国税庁では、租税条約に基づく相互協議1の制度を活用して国際的な二重課税の防止などの課税問題の円滑な処理を図っています。
 相互協議の発生件数は近年増加傾向にあり、その9割以上が移転価格に関するものです。また、移転価格に係る協議のうち、最近では、事前確認に係る協議が増加しています。平成18年7月から平成19年6月までの1年間に154件の相互協議事案が発生し、うち移転価格に関するものは140件、そのうち移転価格に関する事前確認に係るものは105件でした。これを10年前と比較しますと、相互協議件数で約4倍、事前確認に係る相互協議件数で約6倍になっています。
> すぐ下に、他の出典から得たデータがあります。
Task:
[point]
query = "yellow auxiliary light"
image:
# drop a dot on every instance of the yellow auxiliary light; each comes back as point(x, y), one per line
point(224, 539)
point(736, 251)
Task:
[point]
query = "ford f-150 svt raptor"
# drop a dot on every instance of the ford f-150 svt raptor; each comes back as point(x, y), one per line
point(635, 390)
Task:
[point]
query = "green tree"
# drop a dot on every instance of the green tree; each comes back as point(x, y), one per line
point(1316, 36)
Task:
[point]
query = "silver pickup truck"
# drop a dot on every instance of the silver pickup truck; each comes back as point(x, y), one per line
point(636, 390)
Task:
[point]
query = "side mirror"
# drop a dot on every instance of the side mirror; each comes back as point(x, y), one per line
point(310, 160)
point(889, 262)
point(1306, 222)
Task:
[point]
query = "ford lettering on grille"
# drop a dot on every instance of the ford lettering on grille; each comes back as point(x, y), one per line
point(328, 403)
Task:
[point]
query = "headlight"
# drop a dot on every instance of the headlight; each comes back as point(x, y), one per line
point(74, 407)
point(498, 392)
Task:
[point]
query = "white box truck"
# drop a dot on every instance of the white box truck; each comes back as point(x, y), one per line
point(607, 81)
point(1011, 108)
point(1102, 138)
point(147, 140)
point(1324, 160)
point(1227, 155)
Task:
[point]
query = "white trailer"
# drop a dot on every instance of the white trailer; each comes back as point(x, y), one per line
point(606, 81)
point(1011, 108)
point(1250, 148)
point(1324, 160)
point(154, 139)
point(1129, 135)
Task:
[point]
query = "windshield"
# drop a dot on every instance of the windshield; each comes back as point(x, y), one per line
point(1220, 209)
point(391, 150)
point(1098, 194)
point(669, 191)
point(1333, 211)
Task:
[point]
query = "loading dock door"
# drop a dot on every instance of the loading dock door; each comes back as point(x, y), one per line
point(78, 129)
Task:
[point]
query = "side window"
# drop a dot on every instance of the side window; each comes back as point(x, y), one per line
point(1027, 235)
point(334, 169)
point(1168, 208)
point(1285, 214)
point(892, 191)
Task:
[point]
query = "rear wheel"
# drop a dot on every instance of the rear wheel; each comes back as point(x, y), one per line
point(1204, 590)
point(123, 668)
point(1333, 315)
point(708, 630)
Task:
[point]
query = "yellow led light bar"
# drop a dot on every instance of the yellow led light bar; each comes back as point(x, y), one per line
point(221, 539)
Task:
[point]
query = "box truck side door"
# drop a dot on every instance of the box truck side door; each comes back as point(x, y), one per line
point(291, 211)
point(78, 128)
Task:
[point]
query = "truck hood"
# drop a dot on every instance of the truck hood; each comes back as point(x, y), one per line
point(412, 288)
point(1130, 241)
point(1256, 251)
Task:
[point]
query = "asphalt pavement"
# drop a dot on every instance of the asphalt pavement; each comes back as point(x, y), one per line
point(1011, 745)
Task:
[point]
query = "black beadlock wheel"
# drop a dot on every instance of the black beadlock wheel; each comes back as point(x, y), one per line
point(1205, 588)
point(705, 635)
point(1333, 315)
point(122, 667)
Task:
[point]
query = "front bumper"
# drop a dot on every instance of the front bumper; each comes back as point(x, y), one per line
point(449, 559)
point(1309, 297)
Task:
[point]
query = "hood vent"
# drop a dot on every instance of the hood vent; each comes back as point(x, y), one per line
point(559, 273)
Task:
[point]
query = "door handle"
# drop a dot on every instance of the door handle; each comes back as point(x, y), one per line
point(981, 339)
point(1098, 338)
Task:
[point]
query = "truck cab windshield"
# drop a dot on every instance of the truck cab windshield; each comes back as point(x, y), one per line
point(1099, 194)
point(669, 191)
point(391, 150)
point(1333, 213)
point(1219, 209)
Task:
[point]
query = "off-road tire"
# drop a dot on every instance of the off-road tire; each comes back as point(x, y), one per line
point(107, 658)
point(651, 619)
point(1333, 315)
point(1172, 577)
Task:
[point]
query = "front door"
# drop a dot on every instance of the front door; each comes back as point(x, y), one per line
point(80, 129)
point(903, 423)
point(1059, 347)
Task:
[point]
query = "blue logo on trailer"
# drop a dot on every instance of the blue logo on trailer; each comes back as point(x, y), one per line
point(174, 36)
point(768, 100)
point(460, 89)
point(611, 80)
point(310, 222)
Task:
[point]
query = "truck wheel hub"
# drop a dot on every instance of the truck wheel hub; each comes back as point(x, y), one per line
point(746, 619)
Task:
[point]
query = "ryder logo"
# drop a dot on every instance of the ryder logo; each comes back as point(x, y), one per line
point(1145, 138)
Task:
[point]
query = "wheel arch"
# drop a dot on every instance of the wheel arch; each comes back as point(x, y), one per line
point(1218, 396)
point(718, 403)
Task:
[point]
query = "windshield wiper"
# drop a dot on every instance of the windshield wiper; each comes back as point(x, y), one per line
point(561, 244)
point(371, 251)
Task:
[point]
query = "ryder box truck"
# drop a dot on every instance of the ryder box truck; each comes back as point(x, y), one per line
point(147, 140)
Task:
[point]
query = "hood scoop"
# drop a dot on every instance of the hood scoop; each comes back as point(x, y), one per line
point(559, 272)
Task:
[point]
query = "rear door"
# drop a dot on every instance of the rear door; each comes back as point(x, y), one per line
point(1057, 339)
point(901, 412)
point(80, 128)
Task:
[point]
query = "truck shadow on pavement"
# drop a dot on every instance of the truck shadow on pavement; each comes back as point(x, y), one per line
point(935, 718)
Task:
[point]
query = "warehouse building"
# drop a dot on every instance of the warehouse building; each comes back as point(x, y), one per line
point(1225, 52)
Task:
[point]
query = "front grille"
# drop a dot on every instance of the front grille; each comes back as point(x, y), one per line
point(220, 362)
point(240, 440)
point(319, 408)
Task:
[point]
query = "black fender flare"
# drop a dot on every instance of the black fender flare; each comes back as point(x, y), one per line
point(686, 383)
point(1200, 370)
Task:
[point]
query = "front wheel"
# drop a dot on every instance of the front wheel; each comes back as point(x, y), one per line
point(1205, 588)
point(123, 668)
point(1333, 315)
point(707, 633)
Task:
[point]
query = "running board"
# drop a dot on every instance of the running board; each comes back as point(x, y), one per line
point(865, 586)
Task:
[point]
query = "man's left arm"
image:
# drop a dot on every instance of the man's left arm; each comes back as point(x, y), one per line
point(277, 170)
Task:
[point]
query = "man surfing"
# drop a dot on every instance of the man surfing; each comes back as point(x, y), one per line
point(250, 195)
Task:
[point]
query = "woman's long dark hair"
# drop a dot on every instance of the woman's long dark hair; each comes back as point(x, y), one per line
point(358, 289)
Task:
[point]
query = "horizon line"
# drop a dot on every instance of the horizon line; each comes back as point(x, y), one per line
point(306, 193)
 相互協議件数にあわせて相互協議相手国数も増加してきており、10年前には12か国でしたが、平成19年6月末では25か国に増加しています。同様に、相互協議を伴う事前確認については、昨今は、アジア諸国などこれまで事前確認の経験のなかった国との間でも増加してきています。国税庁では、これら相互協議事案の適切で迅速な解決に向け、各国税務当局間の協力関係を一層深め、より効率的に協議を進めるようにしています。
相互協議事案発生件数の推移のグラフ
1 「相互協議」とは、納税者が租税条約の規定に適合しない課税を受け、又は受けるに至ると認められる場合において、その条約に適合しない課税を排除するため、条約締結国の税務当局間で解決を図るための協議手続です。我が国が締結している45 の租税条約(適用対象国56か国)すべてに、相互協議に関する規定が置かれています。